All over the world, industrial activities such as drilling for oil and gas are increasingly being pursed hand in hand with environmental management. In line with this, stricter environmental regulations, standards and limitations are also developing.
For many years, drilling mud systems with oils as carrier fluids (Oil Based Muds (OBM) have generally been preferred to water based mud (WBM) due to their better drilling performance. Diesel and mineral oils containing aromatic hydrocarbons were the carrier (base) fluids in traditional OBM. Studies 1,2 have shown that related to their toxicity and recalcitrance, OBM, when discharged into aquatic sedimentary environments, as has been the practice in many countries, are deleterious to seabed biological communities. The use of mud systems containing this class of base fluids was therefore banned years ago in most countries including Nigeria and biodegradability is presently widely acknowledged as an important parameter for environmental acceptance of drilling fluids.
A number of non water drilling mud base fluids known as synthetics have been developed in the last ten years to replace the traditional OBM carrier fluids.
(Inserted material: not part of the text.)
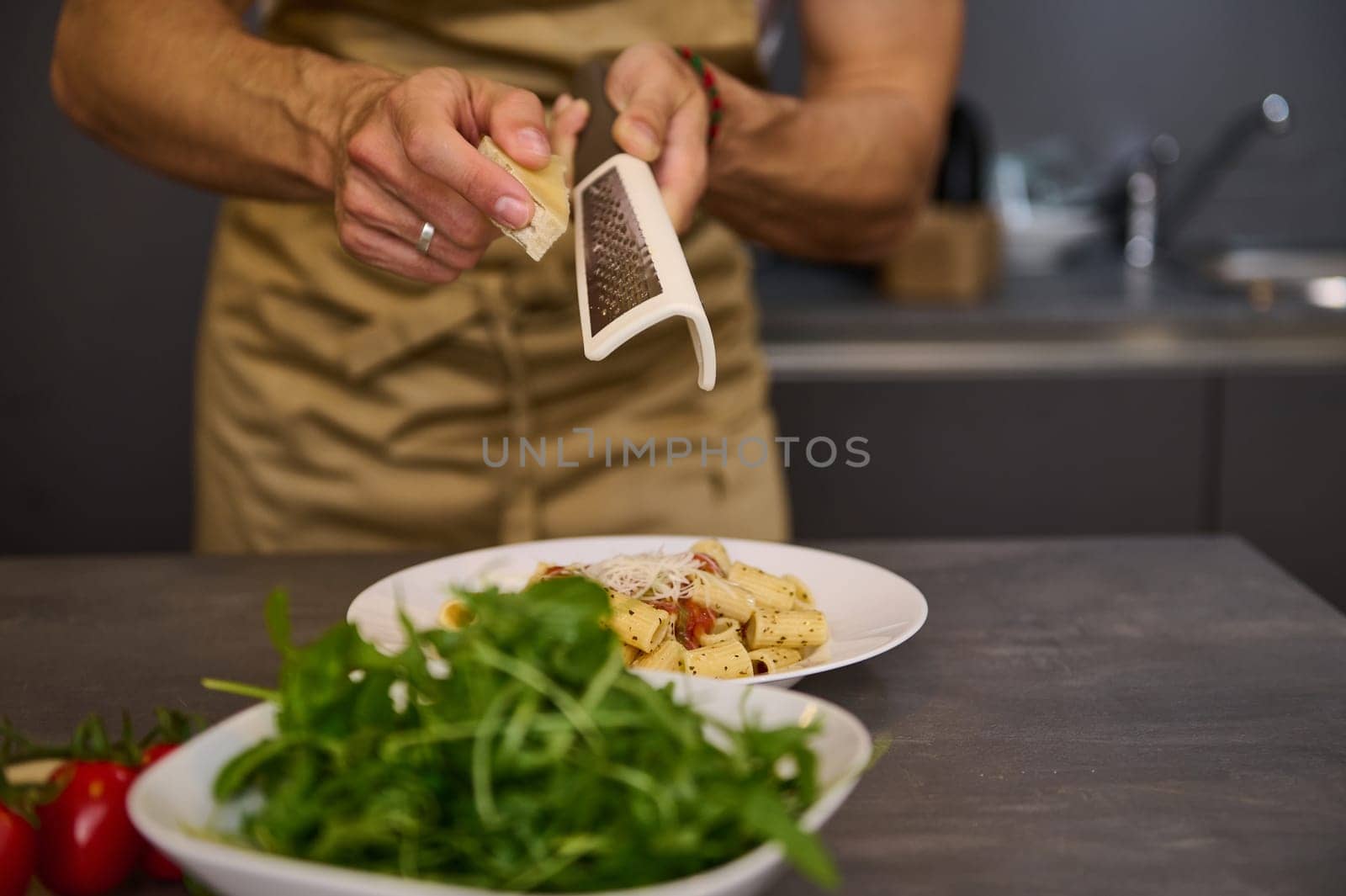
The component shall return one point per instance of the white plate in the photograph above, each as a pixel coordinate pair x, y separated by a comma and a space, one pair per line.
868, 608
172, 798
The synthetics, including esters, alpha olefins, acetals and n-alkanes posses' similar drilling performance to OBM but are more acceptable based on reaults of traditional toxicity bioassays which, suggest that they are generally non-toxic. In addition, they are widely believed to be readily biodegradable. However as has been shown 3,4,5, with the exception of the esters, whether or not these fluids possess significantly improved biodegradation properties than mineral oils is not readily known.
The Department of Petroleum Resources (DPR) and the Federal Ministry of Environment (FMOE) regulate the oil and gas industry in Nigeria. In 1997, the DPR reviewed its regulatory requirements concerning the use of non-water drilling mud base fluids6. Discharge restrictions of 1% residual oil on cuttings (dry wt.) (10% in 1995 and 15% in 19917) now apply to mineral oil based fluids or their mud systems while synthetic muds or fluids containing linear alpha olefins, isomerised olefins, poly alpha olefins have a 5% oil on cuttings discharge limitation. Additionally, all non-water drilling mud base fluids are required to undergo biodegradability testing under Nigerian environmental conditions as a permit requirement for their use in Nigeria 6.